Now, at last, Nina had been told to push. He tried to brace her as he was supposed to, but she had no muscularity to buck up, she seemed made of clammy, boneless flesh. Her attempt to push was pathetic, all of it coming from her neck and face, rather than from below as it should.

Out of the corner of his eye, he saw a red light flash on the monitor, followed by rapid beeping. Ephron and the resident exchanged looks, but what they said to each other was lost because Nina was hoarsely begging him, “Is it out? Is it coming out?”

“You’re doing great, honey,” he said, and let her slip back into a delirious sleep. I’ve killed her, he realized. To have a stupid replica of myself, I’ve killed this good woman.

DIANE THOUGHT: they’ve left a scalpel inside me. Maybe a clamp. There is something large, mobile, and sharp in my intestines. In the night of the hospital — hushed talk from the nurses’ station, occasional laughter, the whisper of a patient’s slippers en route to the lounge for a cigarette, the soft flop of an orderly’s mop — she became certain that the rippling movements in her belly and the stabbing jolts in her bowels couldn’t simply be gas built up by an inactive system.

They asked, “Any flatulence yet?” every time she complained, but their persistence didn’t persuade her. Farting couldn’t possibly relieve this. Her headache was gone now — evaporated by a sweaty afternoon nap — but this was worse, pressure building inside, a thick rope twisting against raw skin, pushing on her sore incision, appearing in her dreams as a snake she had swallowed, weakening her legs, and dismaying her appetite.

She was awake when they brought a wailing Byron in for a 2:00 A.M. feeding. This time he clamped onto her nipple immediately, a fierce warm sucking engine for a few seconds, desperate, thirsting. Then he lapsed into sleep, his lids shutting as if weighted, his little nostrils resting on her swollen skin. She depressed the point of contact with her finger so he could breathe and nudged his cheek to rouse him. He sucked again a few times, but then his body shuddered into sleep, overwhelmed by pleasure. She cuddled his littleness in her arms. His mouth, open with exhaustion, slid partly off her. The sight of her expanded breast, the thick nipple projecting like a bullet at his little face made her feel big, potent, and full of affection.

Byron started suddenly. His mouth closed to find succor. In that half-off position his hard little gums bit right onto the nipple. Diane screamed from the pain and yanked him away. Byron’s eyes and nose collapsed together, his mouth opened wide in silent agony, and then a piercing cry of betrayal and loss shattered the hospital hush, while his little arms yearned out clumsily, pleading for something to hold. She clutched him to her, frightened and humiliated.

“Oh, baby, baby, Mommy loves you, Mommy loves you,” she begged him, embarrassed, convinced his cries had exposed her to the whole maternity wing, to every mother in Manhattan as incompetent and insensitive. “I’m sorry, I’m sorry, I’m sorry,” she pleaded, filling his open, agonized mouth with her nipple to alert him that his desire was still there to be had.
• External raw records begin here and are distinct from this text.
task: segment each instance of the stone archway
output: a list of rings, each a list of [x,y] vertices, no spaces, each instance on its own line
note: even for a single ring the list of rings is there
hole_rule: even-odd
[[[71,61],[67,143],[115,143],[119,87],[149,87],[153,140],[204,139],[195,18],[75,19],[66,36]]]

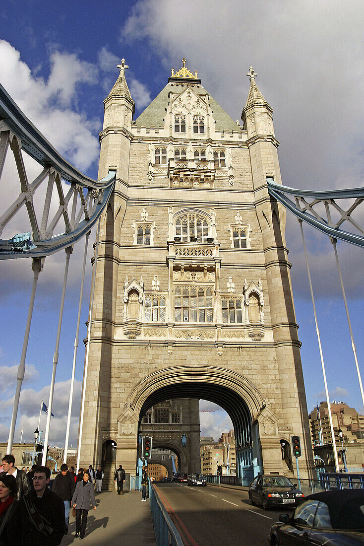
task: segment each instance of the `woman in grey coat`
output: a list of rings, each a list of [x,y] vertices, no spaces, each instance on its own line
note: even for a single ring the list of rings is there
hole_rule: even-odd
[[[87,523],[88,511],[93,507],[96,509],[95,502],[95,494],[93,491],[93,484],[89,480],[88,472],[83,474],[83,479],[79,482],[76,486],[76,489],[72,497],[72,506],[76,508],[76,535],[80,536],[80,538],[83,538],[86,531],[86,526]],[[81,523],[82,517],[82,523]]]

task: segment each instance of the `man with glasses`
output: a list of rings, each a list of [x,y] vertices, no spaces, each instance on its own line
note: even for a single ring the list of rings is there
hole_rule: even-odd
[[[47,466],[34,470],[34,489],[23,497],[9,521],[10,543],[21,546],[58,546],[64,535],[64,505],[47,485]]]
[[[20,470],[15,466],[15,459],[13,455],[5,455],[3,457],[2,465],[4,472],[7,474],[11,474],[16,480],[17,485],[17,494],[16,498],[20,500],[21,497],[30,491],[27,475],[23,470]]]

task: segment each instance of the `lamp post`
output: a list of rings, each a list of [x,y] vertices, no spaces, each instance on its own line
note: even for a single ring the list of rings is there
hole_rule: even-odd
[[[344,463],[344,472],[348,472],[348,468],[347,467],[347,460],[346,460],[346,457],[345,456],[345,451],[346,450],[344,449],[344,446],[343,445],[343,431],[341,430],[341,429],[339,429],[339,430],[338,430],[337,432],[338,432],[338,434],[339,436],[340,436],[340,440],[341,441],[341,451],[342,451],[342,453],[343,454],[343,462]]]
[[[32,456],[32,466],[34,465],[34,461],[35,459],[35,454],[37,452],[37,442],[38,442],[38,439],[39,436],[39,431],[38,430],[38,426],[34,430],[34,449],[33,452],[33,455]]]

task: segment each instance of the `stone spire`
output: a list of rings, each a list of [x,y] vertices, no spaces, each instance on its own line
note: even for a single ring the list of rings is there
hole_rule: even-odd
[[[247,76],[249,76],[250,80],[250,88],[248,93],[248,98],[247,99],[247,103],[245,105],[245,108],[246,108],[247,106],[251,106],[253,104],[261,104],[262,103],[266,104],[267,102],[265,99],[255,83],[255,77],[258,76],[258,74],[254,72],[253,67],[250,67],[249,72],[247,72]]]
[[[125,64],[125,59],[121,60],[121,62],[120,64],[117,65],[117,68],[120,70],[119,77],[110,92],[109,97],[125,97],[130,99],[130,100],[133,100],[127,84],[127,80],[125,79],[125,70],[127,68],[129,68],[128,65]]]

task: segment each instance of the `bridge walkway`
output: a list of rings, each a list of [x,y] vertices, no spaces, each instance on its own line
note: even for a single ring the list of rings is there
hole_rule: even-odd
[[[118,496],[116,491],[96,493],[96,512],[90,510],[83,544],[98,546],[156,546],[149,501],[141,502],[139,491],[127,491]],[[70,514],[68,534],[61,546],[74,543],[76,521]]]

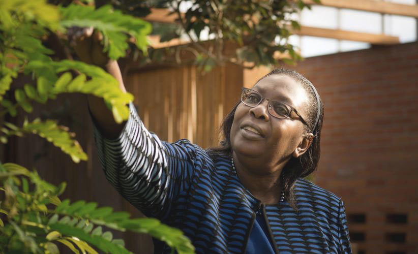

He finally got the message and gnawed away frantically for a while, before he sighed deeply and passed out again.

She kept at it faithfully, rousing him, careful now to make sure her nipples weren’t in danger, tapping him on the back with a finger to keep him awake, and, as promised by the books, slowly, but surely, he seemed to get the idea, that persistence was rewarded with actual milk. After a while, her unused breast tingled, abruptly and uncomfortably alive, numbed nerves prickling to consciousness — and the leak of moisture that quickly followed proved she had at last succeeded.